Before Goldman Sachs slapped the solar industry with its forecast of 24-percent fewer installations this year, Bloomberg New Energy Finance and Credit Suisse warned of a decline in the solar market after China suspended approvals for new installations due to the weight of payments it already needs to make for current solar farms and, of course, after the Trump administration slapped a 25-percent import tariff on Chinese-made PV panels.
BNEF predicted that the solar market will contract by 3 percent under a conservative scenario this year, warning of a PV panel glut on a global scale. However, BNEF also forecast that this glut will lower prices and stimulate demand, which will eventually reverse the gloom, allowing the market to recover as soon as next year.
Credit Suisse has predicted a decline in new installations, projecting a 17 percent reduction this year, and the Solar Energy Industries Association has warned that the import tariffs on PV panels will lead to job losses in U.S. solar and ultimately lead the industry into a crisis. An analyst from GMT Research echoed this general sentiment but suggested he expected the increase in the number of new installations to continue.
It seems that not everyone is as gloomy as Goldman. In fact, the PV panel glut that will result from China’s decision to cut subsidies for new installations could become a silver lining on what could otherwise be considered a disaster for the industry.
As BNEF correctly projects, the more panels there are, the lower their prices will be, and the lower the prices, the more attractive they would be. Also, these glut-caused lower prices will mitigate the impact of the Trump tariffs on the U.S. solar industry, although they won’t be able to offset them completely.

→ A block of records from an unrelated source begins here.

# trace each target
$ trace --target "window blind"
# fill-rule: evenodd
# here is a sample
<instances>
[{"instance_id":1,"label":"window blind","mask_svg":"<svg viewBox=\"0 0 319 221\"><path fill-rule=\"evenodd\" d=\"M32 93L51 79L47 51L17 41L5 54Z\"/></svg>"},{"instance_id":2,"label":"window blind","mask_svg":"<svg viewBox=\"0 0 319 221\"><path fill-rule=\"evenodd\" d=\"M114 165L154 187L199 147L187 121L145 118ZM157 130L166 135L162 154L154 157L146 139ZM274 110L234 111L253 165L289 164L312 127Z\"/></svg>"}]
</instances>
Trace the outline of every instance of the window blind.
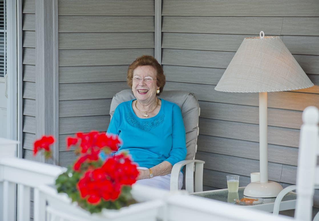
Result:
<instances>
[{"instance_id":1,"label":"window blind","mask_svg":"<svg viewBox=\"0 0 319 221\"><path fill-rule=\"evenodd\" d=\"M6 23L5 0L0 0L0 77L6 73Z\"/></svg>"}]
</instances>

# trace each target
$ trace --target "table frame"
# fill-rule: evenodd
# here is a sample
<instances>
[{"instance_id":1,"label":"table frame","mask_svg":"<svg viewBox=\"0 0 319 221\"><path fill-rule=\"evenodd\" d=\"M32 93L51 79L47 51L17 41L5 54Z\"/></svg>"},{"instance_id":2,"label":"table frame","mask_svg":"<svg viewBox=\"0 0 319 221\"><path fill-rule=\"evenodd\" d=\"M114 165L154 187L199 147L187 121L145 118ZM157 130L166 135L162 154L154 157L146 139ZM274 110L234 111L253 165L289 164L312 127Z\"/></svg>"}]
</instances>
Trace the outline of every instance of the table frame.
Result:
<instances>
[{"instance_id":1,"label":"table frame","mask_svg":"<svg viewBox=\"0 0 319 221\"><path fill-rule=\"evenodd\" d=\"M240 190L242 190L244 189L245 187L240 187L239 189ZM197 192L196 193L193 193L191 194L191 195L193 195L194 196L197 196L199 194L201 193L211 193L212 195L213 195L214 193L217 193L218 192L221 192L222 191L225 191L227 190L228 191L228 189L216 189L213 190L208 190L207 191L203 191L203 192ZM296 193L293 192L290 192L288 193L292 194L294 195L295 196L296 196ZM203 197L203 196L198 196L200 197ZM210 199L214 199L213 197L212 198L210 198ZM272 212L274 210L274 205L275 204L275 198L265 198L265 201L266 200L269 200L270 201L273 201L273 202L270 202L269 203L264 202L263 203L261 204L258 204L257 205L254 205L249 206L245 206L247 207L247 208L250 208L251 209L254 209L258 210L261 210L263 211L266 211L267 212ZM283 201L284 200L283 199L283 201L282 201L280 203L280 207L279 208L279 211L281 211L283 210L292 210L294 209L295 208L296 205L296 199L291 200ZM221 201L223 202L223 201ZM238 205L240 206L240 205Z\"/></svg>"}]
</instances>

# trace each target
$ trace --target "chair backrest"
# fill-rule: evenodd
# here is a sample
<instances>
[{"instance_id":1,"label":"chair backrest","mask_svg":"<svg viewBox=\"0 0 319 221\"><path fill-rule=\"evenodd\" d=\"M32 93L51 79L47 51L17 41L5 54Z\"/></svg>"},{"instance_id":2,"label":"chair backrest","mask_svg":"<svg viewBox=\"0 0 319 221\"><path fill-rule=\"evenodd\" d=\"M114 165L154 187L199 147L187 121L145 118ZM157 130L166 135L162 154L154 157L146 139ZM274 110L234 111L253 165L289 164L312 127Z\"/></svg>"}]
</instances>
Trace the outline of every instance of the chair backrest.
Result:
<instances>
[{"instance_id":1,"label":"chair backrest","mask_svg":"<svg viewBox=\"0 0 319 221\"><path fill-rule=\"evenodd\" d=\"M319 166L317 165L319 155L318 109L313 106L307 107L302 114L302 120L296 184L297 199L295 218L307 221L312 219L314 189L319 184ZM316 215L315 219L318 217Z\"/></svg>"},{"instance_id":2,"label":"chair backrest","mask_svg":"<svg viewBox=\"0 0 319 221\"><path fill-rule=\"evenodd\" d=\"M197 98L191 93L178 90L163 91L159 97L176 104L181 109L186 132L187 154L185 159L193 160L197 151L197 137L199 131L200 109ZM113 97L111 104L111 118L119 104L135 99L131 90L124 90L116 93Z\"/></svg>"}]
</instances>

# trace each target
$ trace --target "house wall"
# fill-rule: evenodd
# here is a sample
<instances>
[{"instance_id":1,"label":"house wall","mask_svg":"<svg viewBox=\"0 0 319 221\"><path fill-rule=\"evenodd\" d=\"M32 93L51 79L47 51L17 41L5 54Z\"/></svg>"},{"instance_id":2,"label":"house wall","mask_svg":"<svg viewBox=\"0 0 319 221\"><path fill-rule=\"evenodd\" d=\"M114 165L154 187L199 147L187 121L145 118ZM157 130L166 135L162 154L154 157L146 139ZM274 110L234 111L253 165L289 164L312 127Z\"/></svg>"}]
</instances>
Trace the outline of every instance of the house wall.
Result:
<instances>
[{"instance_id":1,"label":"house wall","mask_svg":"<svg viewBox=\"0 0 319 221\"><path fill-rule=\"evenodd\" d=\"M194 92L201 108L196 158L206 161L204 189L240 185L259 171L258 95L214 88L243 39L279 36L312 82L319 84L319 4L315 0L162 0L164 90ZM23 148L35 137L34 0L23 6ZM106 130L111 99L128 88L128 65L154 54L154 1L60 0L59 24L59 161L74 160L65 138ZM317 86L268 96L269 176L295 182L299 128L305 107L319 107Z\"/></svg>"},{"instance_id":2,"label":"house wall","mask_svg":"<svg viewBox=\"0 0 319 221\"><path fill-rule=\"evenodd\" d=\"M34 0L22 4L23 157L32 156L35 138L35 10Z\"/></svg>"},{"instance_id":3,"label":"house wall","mask_svg":"<svg viewBox=\"0 0 319 221\"><path fill-rule=\"evenodd\" d=\"M261 31L280 36L317 85L318 8L315 1L163 1L165 89L189 90L199 101L196 158L206 161L204 189L226 188L230 174L245 186L259 171L258 93L214 89L243 39ZM284 187L295 183L301 113L319 107L318 89L268 94L269 177Z\"/></svg>"}]
</instances>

There are also new solar markets opening up: Saudi Arabia is one very ambitious new addition to the industry. A survey from market research company 6WREsearch recently forecast that the Saudi solar market will expand at a compound annual rate of 30 percent between 2018 and 2024. The UAE is also very ambitious in the solar power department, planning to source a quarter of its energy from solar installations by 2030. Africa as a whole is another market that will likely become emerging force in solar power.
The fact is that the solar industry won’t stop growing, despite tariffs and the suspension of new projects in the world’s biggest solar market. These developments could slow down its growth for a while, but with more and more players entering the solar field any negative effects would be temporary. It’s worth noting that BNEF also forecast that China’s role in the global solar market will decline in the medium term and it will account for only 25 percent of new installations in 2020, down from more than half in 2017.